Daily Bulletin, Monday, October 3, 1994

A NEW MONTH, and the arts pedestrian tunnel is open again between South
Campus Hall and Arts Lecture.  (Construction in SCH is continuing: the
new home of the visitors' reception centre is coming along nicely, and
last of all will be the new graphic services copy centre.)

Saturday football score: McMaster 23, Waterloo 19.

SO MANY JOBS:  Olaf Naese of the co-op department reports that things are
booming in the fall interview period: "Due to an increase in the number 
of employer requests for co-op students for the January-April '95 work term, 
it will be necessary to extend the co-op employer interview period by one 
week.  With this change employer interviews for all co-op students (except 
those from Chartered Accounting, Architecture, and Teaching Option) will 
take place from October 11 to November 2."

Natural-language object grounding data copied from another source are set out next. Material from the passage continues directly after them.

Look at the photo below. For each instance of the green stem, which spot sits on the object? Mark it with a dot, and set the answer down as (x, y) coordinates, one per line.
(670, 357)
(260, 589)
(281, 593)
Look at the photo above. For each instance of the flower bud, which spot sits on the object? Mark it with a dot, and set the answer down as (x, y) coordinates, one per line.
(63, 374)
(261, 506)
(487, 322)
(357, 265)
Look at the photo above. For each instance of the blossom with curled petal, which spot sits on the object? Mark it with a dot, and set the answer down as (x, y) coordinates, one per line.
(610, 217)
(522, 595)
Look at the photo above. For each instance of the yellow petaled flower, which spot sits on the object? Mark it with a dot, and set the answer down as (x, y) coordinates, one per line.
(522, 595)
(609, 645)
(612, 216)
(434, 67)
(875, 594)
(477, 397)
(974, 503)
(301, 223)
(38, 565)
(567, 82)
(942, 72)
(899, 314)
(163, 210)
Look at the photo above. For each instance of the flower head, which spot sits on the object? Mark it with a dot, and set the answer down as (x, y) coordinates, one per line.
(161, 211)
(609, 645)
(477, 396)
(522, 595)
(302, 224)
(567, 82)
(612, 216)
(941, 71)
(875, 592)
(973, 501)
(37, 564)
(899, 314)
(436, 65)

TALKING ABOUT WORDS:  SigDoc, otherwise known as the "special interest
group on documentation" of the Association for Computing Machinery, is
meeting in Banff this week -- that's the conference that was held at UW
last year -- and several people from UW's English department are there.
This morning, or this afternoon allowing for the difference in time zones,
Chris Hudel will be providing "An Overview and Introduction to Mosaic
and the World Wide Web" as the first working session of the conference.
Tomorrow, Paul Beam and Beth Brown talk about "User-Interactive On-Line
Help in a CAL Authoring Environment".

MEDAL WINNERS:  The university graduate office has announced the names of
the graduate students who will collect medals at the fall convocation
ceremonies October 22.  Winner of the Alumni PhD Gold Medal is Pamela
Ann Berg of chemistry; of the Alumni Master's Gold Medal, David Sumner
of mechanical engineering.  They've been chosen as the highest-ranking
recipients of doctorates and master's degrees, respectively, at UW this
year.  Similar gold medals for six bachelor's degree recipients are given
at spring convocation.

BERMUDA AGAIN:  I haven't quite given up on my proposal to move this
university to Bermuda, where I'm pretty sure there was no frost on the
roofs as there was in Waterloo today.  However, I'm not getting any 
support from Kevin Mayall, a student in urban and regional planning who
happens to come from Bermuda himself.  "Bermuda is crowded enough as it
is," he says.  "We have 60,000 residents on 11,300 acres of land. . . .
Might I suggest Bahamas?  Maybe UW could purchase its own island."  He
also contradicts the suggestion that there would be no cars and hence no
parking revenue: "Bermuda actually has more cars per square mile than
probably any other country in the world.  And that's even with a law that
restricts Bermudians to one car per household!"